Current European and American guidelines remain unchanged for symptomatic HFrEF patients with wide LBBB > 150 ms and LVEF < 35%, as well as with BiV-CRT having a class of recommendation (COR) I Level of Evidence A indication (Figure 2).[2,36] There are differences regarding the inferior QRS duration cut-off concerning CRT patient selection (European guidelines setting the inferior cutoff at 130 ms, while the North American guidelines allow CRT up until 120 ms, with a COR IA in case of female patients).
Figure 2
Cardiac resynchronization therapy: classes of recommendations and level of evidence for biventricular pacing and conduction system pacing according to current guidelines. CRT, cardiac resynchronization therapy; CSP, conduction system pacing (His bundle or left bundle branch area pacing); LBBB, left bundle branch block; OMT, optimal medical therapy.
According to 2023 HRS/APHRS/LAHRS Guideline on Cardiac Physiologic Pacing:
120 ms For female sex: Class of recommendation I, level of evidence A For NYHA II: Class of recommendation IIb
The 2021 ESC guidelines mention His bundle pacing as an alternative to BiV-CRT in the case of coronary sinus lead implantation failure, whereas a more recent EHRA consensus on conduction system pacing implantation addresses CSP technique and mentions clinical scenarios where CSP or LOT-CRT can be taken into consideration, without making any recommendations.[3] The most recent 2023 HRS/APHRS/LAHRS guidelines suggest left bundle branch area pacing as an alternative to His bundle pacing in case of failed BiV-CRT (COR IIa C). Interestingly, for symptomatic HFrEF patients with LVEF ≤ 35% and LBBB ≤ 150 ms, His bundle pacing or left bundle branch area pacing can be offered as first-line therapy with a COR IIb C.

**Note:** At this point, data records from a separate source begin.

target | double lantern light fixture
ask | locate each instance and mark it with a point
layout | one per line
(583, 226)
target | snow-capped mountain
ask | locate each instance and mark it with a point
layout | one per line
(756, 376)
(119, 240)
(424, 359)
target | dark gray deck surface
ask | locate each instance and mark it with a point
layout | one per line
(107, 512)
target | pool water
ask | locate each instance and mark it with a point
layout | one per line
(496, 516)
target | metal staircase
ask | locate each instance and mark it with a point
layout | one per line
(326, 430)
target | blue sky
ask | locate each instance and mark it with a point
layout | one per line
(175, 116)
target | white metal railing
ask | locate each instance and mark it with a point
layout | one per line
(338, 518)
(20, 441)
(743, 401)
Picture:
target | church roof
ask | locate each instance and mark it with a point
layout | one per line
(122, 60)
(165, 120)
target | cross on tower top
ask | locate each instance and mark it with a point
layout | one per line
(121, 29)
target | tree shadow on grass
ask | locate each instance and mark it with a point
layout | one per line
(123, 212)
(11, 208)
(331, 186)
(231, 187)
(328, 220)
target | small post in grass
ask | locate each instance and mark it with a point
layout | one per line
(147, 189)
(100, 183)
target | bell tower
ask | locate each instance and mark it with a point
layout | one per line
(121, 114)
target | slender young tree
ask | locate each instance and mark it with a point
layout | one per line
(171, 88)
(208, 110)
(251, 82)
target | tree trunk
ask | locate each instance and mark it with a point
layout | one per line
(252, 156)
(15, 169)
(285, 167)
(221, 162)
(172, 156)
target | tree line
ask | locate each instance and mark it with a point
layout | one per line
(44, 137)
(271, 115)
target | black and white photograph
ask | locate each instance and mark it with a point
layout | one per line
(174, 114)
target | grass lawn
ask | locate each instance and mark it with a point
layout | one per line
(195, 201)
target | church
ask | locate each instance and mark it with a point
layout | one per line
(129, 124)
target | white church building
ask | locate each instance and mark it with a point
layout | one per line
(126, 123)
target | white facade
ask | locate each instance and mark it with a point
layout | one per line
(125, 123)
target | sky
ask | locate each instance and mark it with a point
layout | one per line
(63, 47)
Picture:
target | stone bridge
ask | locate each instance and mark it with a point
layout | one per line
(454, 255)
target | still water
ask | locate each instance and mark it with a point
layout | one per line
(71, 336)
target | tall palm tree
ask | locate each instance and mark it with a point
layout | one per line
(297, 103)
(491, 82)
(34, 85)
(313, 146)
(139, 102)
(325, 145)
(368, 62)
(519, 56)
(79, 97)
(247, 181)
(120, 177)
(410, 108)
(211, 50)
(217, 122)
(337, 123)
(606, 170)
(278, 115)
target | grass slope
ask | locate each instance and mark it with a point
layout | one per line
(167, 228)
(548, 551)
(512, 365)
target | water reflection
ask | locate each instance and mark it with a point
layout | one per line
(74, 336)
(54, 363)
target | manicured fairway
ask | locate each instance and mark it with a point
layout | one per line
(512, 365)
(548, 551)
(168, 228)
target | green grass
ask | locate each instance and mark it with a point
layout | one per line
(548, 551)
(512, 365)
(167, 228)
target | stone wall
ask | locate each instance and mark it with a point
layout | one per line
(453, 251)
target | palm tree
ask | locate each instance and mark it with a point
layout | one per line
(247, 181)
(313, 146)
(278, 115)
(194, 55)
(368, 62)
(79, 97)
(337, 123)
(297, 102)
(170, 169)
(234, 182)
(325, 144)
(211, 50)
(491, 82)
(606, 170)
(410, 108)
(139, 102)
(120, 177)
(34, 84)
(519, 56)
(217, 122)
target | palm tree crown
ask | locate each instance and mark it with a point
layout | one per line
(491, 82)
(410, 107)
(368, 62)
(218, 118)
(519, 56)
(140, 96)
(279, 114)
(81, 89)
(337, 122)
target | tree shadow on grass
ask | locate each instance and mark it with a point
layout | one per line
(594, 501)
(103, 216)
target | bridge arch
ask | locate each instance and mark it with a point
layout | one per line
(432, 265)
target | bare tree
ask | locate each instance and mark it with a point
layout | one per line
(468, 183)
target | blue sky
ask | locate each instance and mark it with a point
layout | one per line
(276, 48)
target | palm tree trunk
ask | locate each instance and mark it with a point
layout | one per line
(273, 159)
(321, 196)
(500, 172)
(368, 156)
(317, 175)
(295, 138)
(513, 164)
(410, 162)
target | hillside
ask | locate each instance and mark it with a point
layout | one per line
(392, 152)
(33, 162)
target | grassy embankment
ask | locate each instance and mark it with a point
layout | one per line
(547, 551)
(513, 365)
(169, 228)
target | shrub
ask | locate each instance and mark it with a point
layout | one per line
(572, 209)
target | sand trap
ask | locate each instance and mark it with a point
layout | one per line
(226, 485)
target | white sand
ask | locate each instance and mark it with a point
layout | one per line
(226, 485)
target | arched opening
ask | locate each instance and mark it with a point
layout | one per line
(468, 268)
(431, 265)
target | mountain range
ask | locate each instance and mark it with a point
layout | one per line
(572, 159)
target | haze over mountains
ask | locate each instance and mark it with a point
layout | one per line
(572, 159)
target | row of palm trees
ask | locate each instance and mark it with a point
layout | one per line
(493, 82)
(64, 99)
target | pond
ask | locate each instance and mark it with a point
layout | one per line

To conclude, biventricular cardiac resynchronization therapy remains the mainstay treatment for HFrEF patients with LVEF ≤ 35% and LBBB. Conduction system pacing is an emerging new technique that can offer an alternative for cases with failed BiV-CRT or can be used as a complementary therapy when BiV-CRT is suboptimal or in the case of CRT nonresponse. Further studies are required to better understand the role of conduction system pacing for CRT, as well as the role of CRT for HFrEF patients with IVCD.